Get line number from byte offset

In your example,

001
002
003
004

byte number 8 is the second newline, not the 0 on the next line.

The following will give you the number of full lines after $b bytes:

$ dd if=data.in bs=1 count="$b" | wc -l

It will report 2 with b set to 8 and it will report 1 with b set to 7.

The dd utility, the way it's used here, will read from the file data.in, and will read $b blocks of size 1 byte.

As "icarus" rightly points out in the comments below, using bs=1 is inefficient. It's more efficient, in this particular case, to swap bs and count:

$ dd if=data.in bs="$b" count=1 | wc -l

This will have the same effect as the first dd command, but will read only one block of $b bytes.

The wc utility counts newlines, and a "line" in Unix is always terminated by a newline. So the above command will still say 2 if you set b to anything lower than 12 (the following newline). The result you are looking for is therefore whatever number the above pipeline reports, plus 1.

This will obviously also count the random newlines in the binary blob part of your file that precedes the ASCII text. If you knew where the ASCII bit starts, you could add skip="$offset" to the dd command, where $offset is the number of bytes to skip into the file.


Currently there is no dedicated tool like that, although it can be done fairly easily in python:

#!/usr/bin/env python3
import sys
import os

offset = int(sys.argv[2])
newline = 1
with open(sys.argv[1]) as fd:
    fd.seek(offset)
    while True:
        try:
            byte = fd.read(1)
            if byte == '\n': newline+=1
            #print(byte)
            offset = offset - 1
            fd.seek(offset)
        except ValueError:
            break
print(newline)

Usage is simple:

line4byte.py <FILE> <BYTE>

Test run:

$ cat input.txt
001
002
003
004
$ chmod +x ./line4byte.py                                                     
$ ./line4byte.py input.txt 8                                                  
3

This is a very quick and simple script.

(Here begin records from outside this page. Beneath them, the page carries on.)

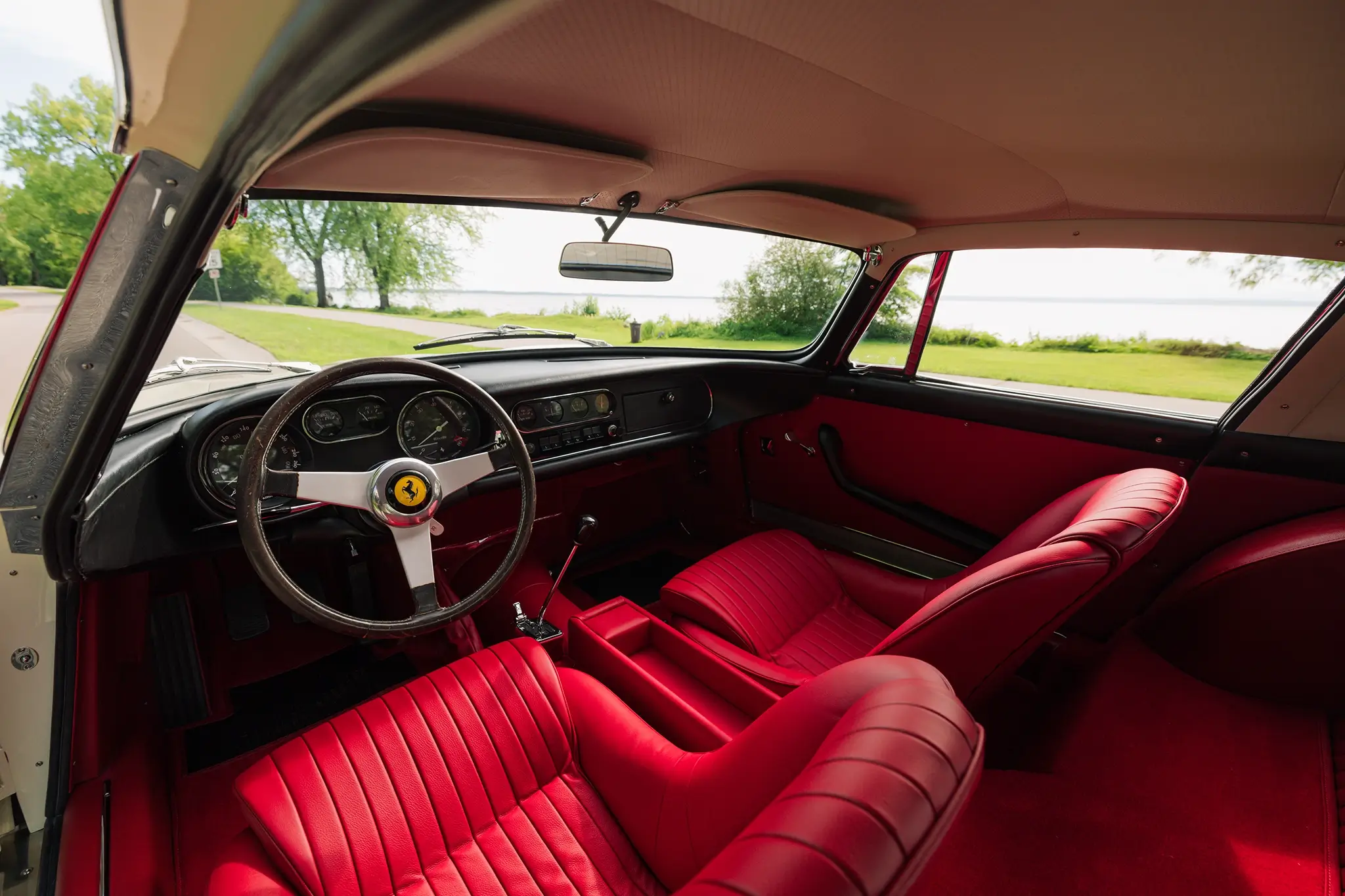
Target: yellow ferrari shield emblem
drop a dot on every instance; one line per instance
(409, 490)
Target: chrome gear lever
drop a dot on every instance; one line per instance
(540, 629)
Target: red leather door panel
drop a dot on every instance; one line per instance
(993, 477)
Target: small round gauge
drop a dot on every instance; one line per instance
(372, 416)
(436, 426)
(324, 422)
(222, 458)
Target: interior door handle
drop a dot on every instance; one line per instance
(919, 515)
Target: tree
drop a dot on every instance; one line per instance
(893, 319)
(66, 172)
(393, 245)
(310, 228)
(1254, 270)
(250, 269)
(790, 291)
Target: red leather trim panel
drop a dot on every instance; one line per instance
(776, 597)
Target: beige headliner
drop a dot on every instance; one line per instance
(965, 110)
(1166, 124)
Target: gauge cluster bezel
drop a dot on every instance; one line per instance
(354, 402)
(544, 423)
(410, 403)
(206, 486)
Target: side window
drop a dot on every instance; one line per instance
(887, 341)
(1172, 332)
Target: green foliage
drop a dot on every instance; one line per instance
(58, 147)
(252, 272)
(393, 246)
(304, 228)
(1254, 270)
(962, 336)
(586, 307)
(894, 317)
(791, 291)
(1141, 344)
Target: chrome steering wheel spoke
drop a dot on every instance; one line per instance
(416, 551)
(346, 489)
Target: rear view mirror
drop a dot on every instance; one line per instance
(617, 261)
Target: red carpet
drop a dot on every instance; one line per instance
(1161, 786)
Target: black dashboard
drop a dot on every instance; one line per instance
(169, 486)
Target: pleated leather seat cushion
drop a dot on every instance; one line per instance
(460, 782)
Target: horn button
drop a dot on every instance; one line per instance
(405, 492)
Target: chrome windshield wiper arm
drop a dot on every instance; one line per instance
(510, 331)
(191, 366)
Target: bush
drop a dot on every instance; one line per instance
(585, 308)
(963, 336)
(789, 292)
(250, 273)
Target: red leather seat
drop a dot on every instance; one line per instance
(503, 774)
(783, 612)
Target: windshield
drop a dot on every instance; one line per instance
(327, 281)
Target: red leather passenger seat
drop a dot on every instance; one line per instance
(783, 612)
(503, 774)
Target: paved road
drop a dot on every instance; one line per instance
(1105, 396)
(418, 326)
(22, 330)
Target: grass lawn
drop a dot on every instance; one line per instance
(292, 337)
(295, 337)
(1212, 379)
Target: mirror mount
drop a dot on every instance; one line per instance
(626, 205)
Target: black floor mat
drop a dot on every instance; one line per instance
(636, 580)
(294, 700)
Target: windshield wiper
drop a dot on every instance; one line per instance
(510, 331)
(194, 366)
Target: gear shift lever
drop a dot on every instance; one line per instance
(540, 629)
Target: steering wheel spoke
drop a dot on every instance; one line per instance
(403, 494)
(459, 473)
(346, 489)
(413, 547)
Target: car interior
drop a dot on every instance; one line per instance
(639, 620)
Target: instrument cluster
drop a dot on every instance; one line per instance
(343, 435)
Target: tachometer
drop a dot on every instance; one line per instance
(437, 426)
(222, 458)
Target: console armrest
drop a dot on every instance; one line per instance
(684, 691)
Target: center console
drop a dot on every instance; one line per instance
(684, 691)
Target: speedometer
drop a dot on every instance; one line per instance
(437, 426)
(222, 458)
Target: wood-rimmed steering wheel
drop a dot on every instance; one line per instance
(403, 494)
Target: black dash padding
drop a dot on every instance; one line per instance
(178, 677)
(245, 612)
(277, 707)
(638, 581)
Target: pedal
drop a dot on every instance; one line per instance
(245, 612)
(178, 677)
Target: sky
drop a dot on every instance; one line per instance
(54, 42)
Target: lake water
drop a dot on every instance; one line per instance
(1255, 323)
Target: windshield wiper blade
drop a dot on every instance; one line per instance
(192, 366)
(510, 331)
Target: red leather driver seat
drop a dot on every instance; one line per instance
(783, 612)
(503, 774)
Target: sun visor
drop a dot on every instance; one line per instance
(798, 215)
(450, 163)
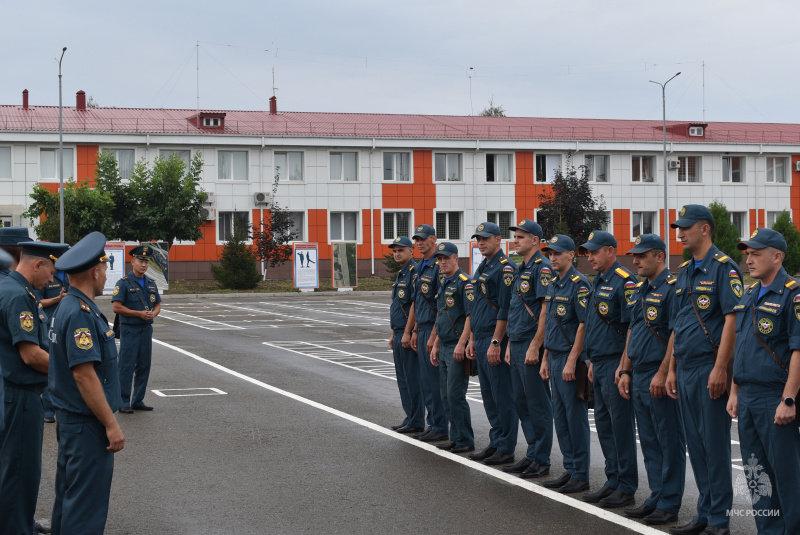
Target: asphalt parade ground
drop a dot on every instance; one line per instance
(272, 415)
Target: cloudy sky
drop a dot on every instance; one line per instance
(573, 58)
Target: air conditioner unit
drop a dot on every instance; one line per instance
(261, 197)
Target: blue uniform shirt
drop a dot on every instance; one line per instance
(425, 291)
(716, 286)
(453, 301)
(402, 296)
(492, 280)
(567, 299)
(81, 334)
(130, 292)
(651, 304)
(528, 288)
(610, 295)
(777, 316)
(22, 319)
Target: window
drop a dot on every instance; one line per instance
(344, 166)
(5, 162)
(396, 224)
(50, 163)
(232, 165)
(546, 167)
(689, 170)
(396, 166)
(498, 168)
(502, 220)
(344, 226)
(643, 223)
(225, 223)
(448, 225)
(447, 167)
(289, 165)
(596, 167)
(643, 168)
(732, 169)
(775, 170)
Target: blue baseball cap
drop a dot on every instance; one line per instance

It doesn't check if the file is empty or not, so it works only on non-empty files.


Track the bytes seen and emit the current line number should the given offset be within the sum:

perl -E '$off=shift;while(<>){$sum+=length;if($sum>=$off){say $.;exit}}' 8 file

Or at length:

#!/usr/bin/env perl
use strict;
use warnings;
die "Usage: $0 offset file|-\n" if @ARGV != 2;
my $offset = shift;
shift if $ARGV[0] eq '-';
my $sum;
while (readline) {
    $sum += length;
    if ($sum >= $offset) {
        print "$.\n";
        exit;
    }
}
exit 1;